In his final reaction to the media, Hajela put on a brave face claiming the NRC operation had been carried out in the best possible manner and was quite accurate in identifying foreigners. His version did not impress too many people.

It will always remain doubtful whether the final NRC list was accurate or not, but Hajela remarkably succeeded in achieving an impossible feat in the Assamese context: almost all major parties including the Congress, the BJP, the AIDUF and the Left, as well as major organisations like the AASU, or its bête noire (the minority-dominated) AAMSU, rejected the NRC’s final list outright.

Nobody is convinced of the NRC’s final assertion that out of a population of 3.55 crore in Assam, the citizenship status of only 1.9 million was doubtful. Around a million people protested the NRC’s final findings and are fighting it out in the courts. So the final number of ‘illegals’ would be even lower, much lower than 1.9 million.

Cry your heart out, Assamiya hardliners and the AASU.  For decades these quarters have been peddling around figures like five to 10 million illegal Bangladeshis overrunning and settling in Assam. It is hard to see what good their efforts have done for the people of Assam, in the absence of any concerted official effort to establish their claims about illegal migration. Their extremist approach over the years had resulted only in poisoning already strained ethnic relationships.

Matters worsened further by the gung-ho approach adopted by BJP Chief Minister Sarbananda Sonowal when the NRC ops began. He spoke of big camps to be put up for the aliens, a la arrangements worked out in Bangladesh for the stateless Rohingyas, where only food and shelter is provided for inmates. He did not reveal the long term cost to the state exchequer of guarding, feeding and otherwise maintaining lakhs of illegal migrants. No wonder state Congress leaders sharply opposed Sonowal’s approach. It also hurt the traditional image of Assam as the land of a peace loving, highly tolerant, cultured people with perhaps the best long term record in maintaining ethnic and communal harmony.

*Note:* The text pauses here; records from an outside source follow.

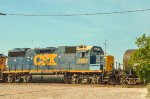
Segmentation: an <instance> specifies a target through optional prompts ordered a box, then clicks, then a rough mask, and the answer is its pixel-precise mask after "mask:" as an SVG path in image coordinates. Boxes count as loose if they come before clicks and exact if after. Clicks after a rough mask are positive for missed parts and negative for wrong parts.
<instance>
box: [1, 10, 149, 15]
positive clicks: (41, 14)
mask: <svg viewBox="0 0 150 99" xmlns="http://www.w3.org/2000/svg"><path fill="white" fill-rule="evenodd" d="M145 11H150V9H141V10H128V11H116V12H99V13H78V14H21V13H12V14H9V13H0V15H6V16H93V15H110V14H123V13H135V12H145Z"/></svg>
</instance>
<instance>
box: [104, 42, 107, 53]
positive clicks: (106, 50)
mask: <svg viewBox="0 0 150 99" xmlns="http://www.w3.org/2000/svg"><path fill="white" fill-rule="evenodd" d="M104 45H105V55H106V54H107V52H106V51H107V40H105V43H104Z"/></svg>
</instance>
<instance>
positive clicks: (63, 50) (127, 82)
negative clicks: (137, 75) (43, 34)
mask: <svg viewBox="0 0 150 99" xmlns="http://www.w3.org/2000/svg"><path fill="white" fill-rule="evenodd" d="M127 54H128V52H127ZM126 56H127V55H126V53H125V55H124V57H125V58H124V62H126V61H128V60H129V56H130V55H128V56H127V57H126ZM1 59H3V63H2V60H1ZM0 61H1V62H0V63H2V65H0V70H1V71H0V74H1V76H0V79H1V81H3V82H9V83H11V82H34V81H37V80H38V81H40V82H42V81H44V80H48V79H50V78H51V77H53V76H55V77H63V80H64V82H65V83H73V84H80V83H90V84H98V83H109V84H123V83H126V84H137V83H139V79H138V77H137V76H135V75H136V74H133V73H132V72H128V71H130V69H126V67H128V65H127V64H125V65H124V68H125V69H124V70H121V69H115V68H114V56H111V55H105V54H104V51H103V49H102V48H101V47H99V46H85V45H80V46H59V47H57V48H56V47H47V48H34V49H30V48H15V49H13V50H9V51H8V57H6V56H1V57H0Z"/></svg>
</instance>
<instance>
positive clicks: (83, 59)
mask: <svg viewBox="0 0 150 99" xmlns="http://www.w3.org/2000/svg"><path fill="white" fill-rule="evenodd" d="M85 63H88V59H87V58H80V59H78V64H85Z"/></svg>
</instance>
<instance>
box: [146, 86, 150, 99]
mask: <svg viewBox="0 0 150 99" xmlns="http://www.w3.org/2000/svg"><path fill="white" fill-rule="evenodd" d="M147 91H148V93H147V96H148V97H150V83H149V84H148V86H147Z"/></svg>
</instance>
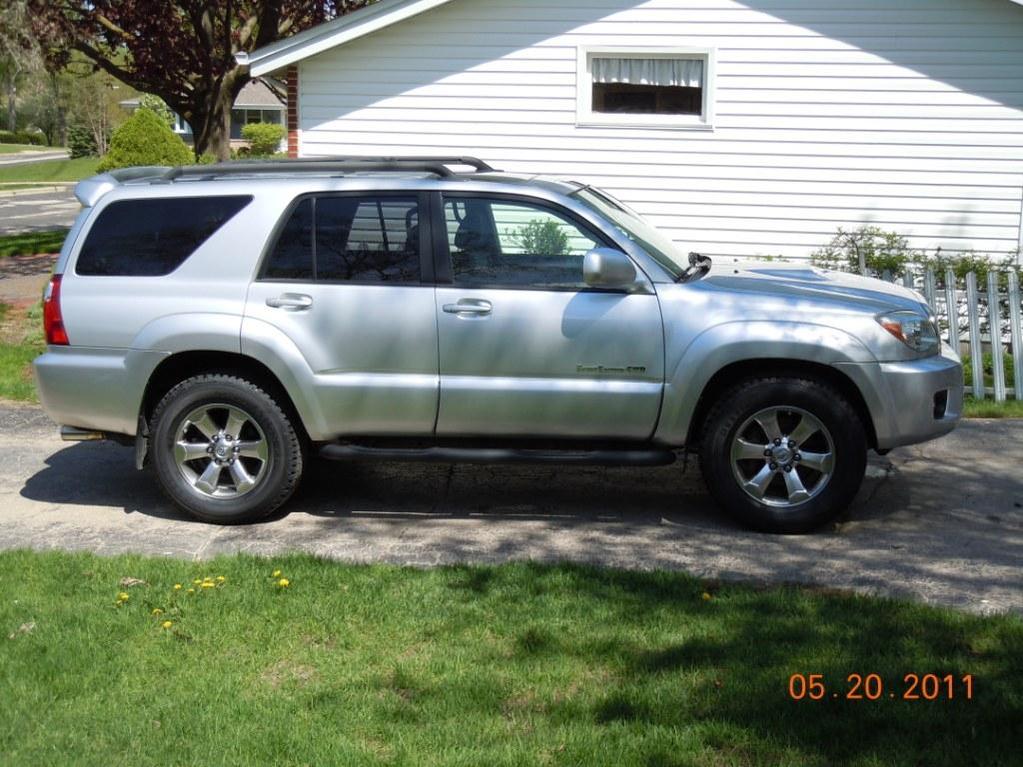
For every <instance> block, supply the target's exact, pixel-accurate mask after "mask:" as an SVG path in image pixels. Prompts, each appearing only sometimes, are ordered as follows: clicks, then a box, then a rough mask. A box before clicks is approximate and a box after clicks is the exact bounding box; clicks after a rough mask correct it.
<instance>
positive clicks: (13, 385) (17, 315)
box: [0, 302, 45, 402]
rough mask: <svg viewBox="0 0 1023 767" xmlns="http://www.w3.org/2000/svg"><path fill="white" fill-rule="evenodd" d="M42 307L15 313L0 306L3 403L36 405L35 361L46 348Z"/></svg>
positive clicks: (1, 305) (9, 309) (0, 326)
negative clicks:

Former Assam Chief Minister Tarun Gogoi criticised the CJI for his misplaced confidence in Hajela and rued his failure to live up to his tall promises. Even during the exercise, Tarun Gogoi had written to CJI Gogoi, pointing to the irregularities and discrepancies. But the CJI had not even acknowledged his letter, let alone send a reply. His summing up of the NRC’s work could well serve as an epitaph: ‘It was presented as an effective exercise to track and pinpoint illegal foreigners. It had ended with the inclusion in its final list of suspected foreigners and the omission of thousands of genuine citizens despite their presentation of due documents.” And there the matter rests, for now.